Automated data quality checks for recurring dataset deliveries.
For each new file arrival, dqcheckr runs a battery of
quality checks, compares the file to the previous delivery, writes a
self-contained HTML report, and records summary statistics in a local
SQLite database so that quality trends can be tracked over time.
Supports CSV and fixed-width formats.
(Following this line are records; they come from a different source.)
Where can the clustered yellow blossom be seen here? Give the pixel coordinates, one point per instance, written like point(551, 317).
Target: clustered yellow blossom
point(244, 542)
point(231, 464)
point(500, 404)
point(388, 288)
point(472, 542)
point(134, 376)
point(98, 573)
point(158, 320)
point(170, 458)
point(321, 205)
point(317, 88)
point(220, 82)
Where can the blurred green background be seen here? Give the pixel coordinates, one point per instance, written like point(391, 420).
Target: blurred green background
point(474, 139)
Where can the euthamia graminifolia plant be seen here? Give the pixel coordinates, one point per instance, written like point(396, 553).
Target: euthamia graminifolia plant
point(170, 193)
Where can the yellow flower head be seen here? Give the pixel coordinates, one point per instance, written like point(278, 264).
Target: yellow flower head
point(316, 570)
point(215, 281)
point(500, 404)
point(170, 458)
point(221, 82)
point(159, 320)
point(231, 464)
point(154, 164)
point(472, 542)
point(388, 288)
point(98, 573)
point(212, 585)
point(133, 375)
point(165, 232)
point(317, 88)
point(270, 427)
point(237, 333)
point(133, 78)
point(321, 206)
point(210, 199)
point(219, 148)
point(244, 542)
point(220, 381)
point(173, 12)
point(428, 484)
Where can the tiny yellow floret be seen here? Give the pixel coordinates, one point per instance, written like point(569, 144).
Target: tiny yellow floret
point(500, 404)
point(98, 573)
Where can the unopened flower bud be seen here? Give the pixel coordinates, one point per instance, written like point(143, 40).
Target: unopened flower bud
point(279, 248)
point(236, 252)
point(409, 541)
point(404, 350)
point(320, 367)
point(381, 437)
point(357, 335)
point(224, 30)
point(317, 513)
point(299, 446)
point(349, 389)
Custom organisation-specific
checks can be supplied as plain R files.
This is a CLI/API package — no UI. If you’d rather configure and run checks without writing R code, see dqcheckrGUI, a Shiny front-end built on top of this package.
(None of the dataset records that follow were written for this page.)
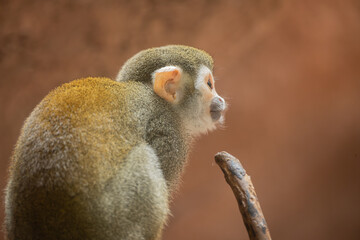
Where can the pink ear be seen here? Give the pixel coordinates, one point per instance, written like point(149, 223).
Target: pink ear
point(166, 83)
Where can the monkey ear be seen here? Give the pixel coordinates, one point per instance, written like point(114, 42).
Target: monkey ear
point(166, 83)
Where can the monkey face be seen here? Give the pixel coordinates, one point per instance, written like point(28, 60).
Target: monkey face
point(201, 110)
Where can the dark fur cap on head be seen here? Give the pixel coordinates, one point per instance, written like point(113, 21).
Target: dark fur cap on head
point(142, 65)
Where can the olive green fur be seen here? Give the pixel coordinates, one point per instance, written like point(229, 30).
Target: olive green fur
point(99, 159)
point(142, 65)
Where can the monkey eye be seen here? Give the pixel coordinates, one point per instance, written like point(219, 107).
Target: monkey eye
point(209, 84)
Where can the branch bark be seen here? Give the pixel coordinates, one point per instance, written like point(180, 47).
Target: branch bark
point(245, 194)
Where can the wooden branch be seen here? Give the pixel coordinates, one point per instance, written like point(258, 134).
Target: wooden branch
point(245, 194)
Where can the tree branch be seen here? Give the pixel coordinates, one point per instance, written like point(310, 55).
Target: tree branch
point(245, 194)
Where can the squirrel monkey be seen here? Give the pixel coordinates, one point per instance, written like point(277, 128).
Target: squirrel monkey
point(99, 159)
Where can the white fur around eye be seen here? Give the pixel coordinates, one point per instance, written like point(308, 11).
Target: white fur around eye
point(200, 84)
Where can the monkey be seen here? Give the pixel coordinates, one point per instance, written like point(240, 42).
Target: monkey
point(100, 158)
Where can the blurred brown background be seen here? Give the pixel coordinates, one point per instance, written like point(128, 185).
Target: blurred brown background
point(290, 70)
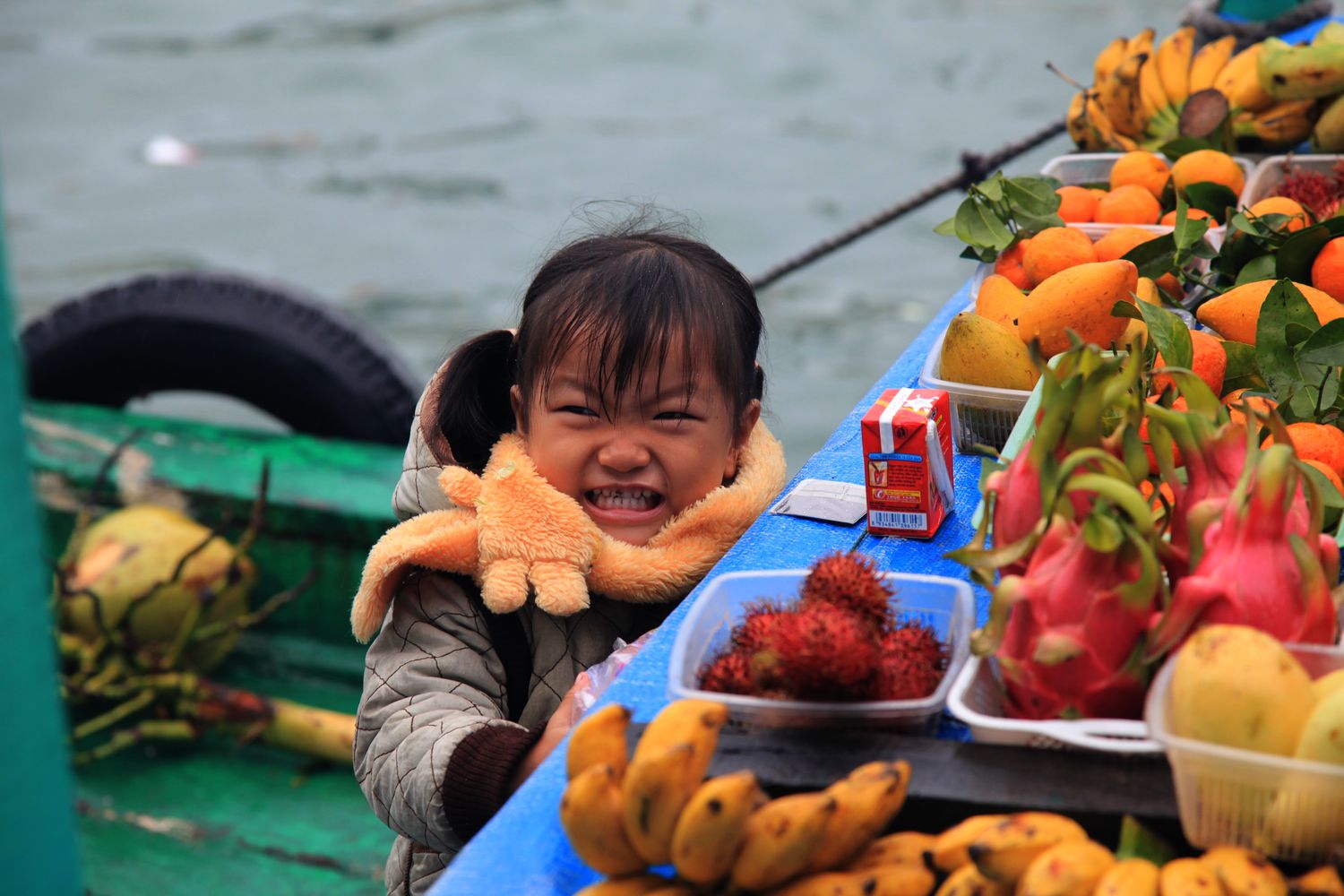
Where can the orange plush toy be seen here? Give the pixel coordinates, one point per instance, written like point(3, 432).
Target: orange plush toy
point(515, 533)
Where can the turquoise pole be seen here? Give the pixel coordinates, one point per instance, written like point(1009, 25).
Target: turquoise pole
point(38, 848)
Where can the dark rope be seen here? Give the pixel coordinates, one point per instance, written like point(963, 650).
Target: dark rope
point(975, 167)
point(1203, 15)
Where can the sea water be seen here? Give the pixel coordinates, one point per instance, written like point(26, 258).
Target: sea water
point(411, 161)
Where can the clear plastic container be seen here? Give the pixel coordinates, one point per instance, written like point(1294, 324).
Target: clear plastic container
point(1271, 171)
point(1094, 168)
point(938, 602)
point(1284, 807)
point(978, 700)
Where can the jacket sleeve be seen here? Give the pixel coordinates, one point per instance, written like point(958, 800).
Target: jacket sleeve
point(433, 747)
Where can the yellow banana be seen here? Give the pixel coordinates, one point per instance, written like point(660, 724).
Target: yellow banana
point(1072, 868)
point(780, 840)
point(968, 882)
point(905, 848)
point(1004, 850)
point(710, 829)
point(889, 880)
point(1118, 96)
point(1129, 877)
point(597, 739)
point(1107, 59)
point(637, 885)
point(653, 794)
point(866, 802)
point(590, 813)
point(1244, 872)
point(1282, 125)
point(1174, 56)
point(1142, 43)
point(1239, 82)
point(1188, 877)
point(695, 721)
point(1150, 93)
point(1324, 880)
point(1110, 137)
point(1209, 61)
point(949, 848)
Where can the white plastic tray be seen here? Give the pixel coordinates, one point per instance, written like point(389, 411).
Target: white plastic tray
point(1271, 171)
point(1279, 806)
point(978, 700)
point(940, 602)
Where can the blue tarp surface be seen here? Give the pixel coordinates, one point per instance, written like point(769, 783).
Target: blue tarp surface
point(523, 849)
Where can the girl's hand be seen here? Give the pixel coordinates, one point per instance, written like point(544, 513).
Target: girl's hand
point(556, 727)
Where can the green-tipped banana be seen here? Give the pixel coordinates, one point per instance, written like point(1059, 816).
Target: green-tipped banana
point(1301, 73)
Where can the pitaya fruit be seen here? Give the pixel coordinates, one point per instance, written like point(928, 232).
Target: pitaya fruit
point(1069, 632)
point(1258, 564)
install.packages("dqcheckr")
# or, the development version from GitHub
devtools::install_github("mickmioduszewski/dqcheckr")A data officer runs a single command for each arriving dataset:
library(dqcheckr)
run_dq_check("customer_accounts", config_dir = "path/to/configs")This prints a one-line console summary, writes an HTML report, and
returns list(status, report_path, snapshot_id)
invisibly.
Two YAML files control every run: a global dqcheckr.yml
(default thresholds shared across datasets) and a per-dataset
<dataset_name>.yml (file location, expected columns,
column-level rules and overrides).
See vignette("dqcheckr") for a full walkthrough of
configuration and the available checks, or the package
documentation site.
MIT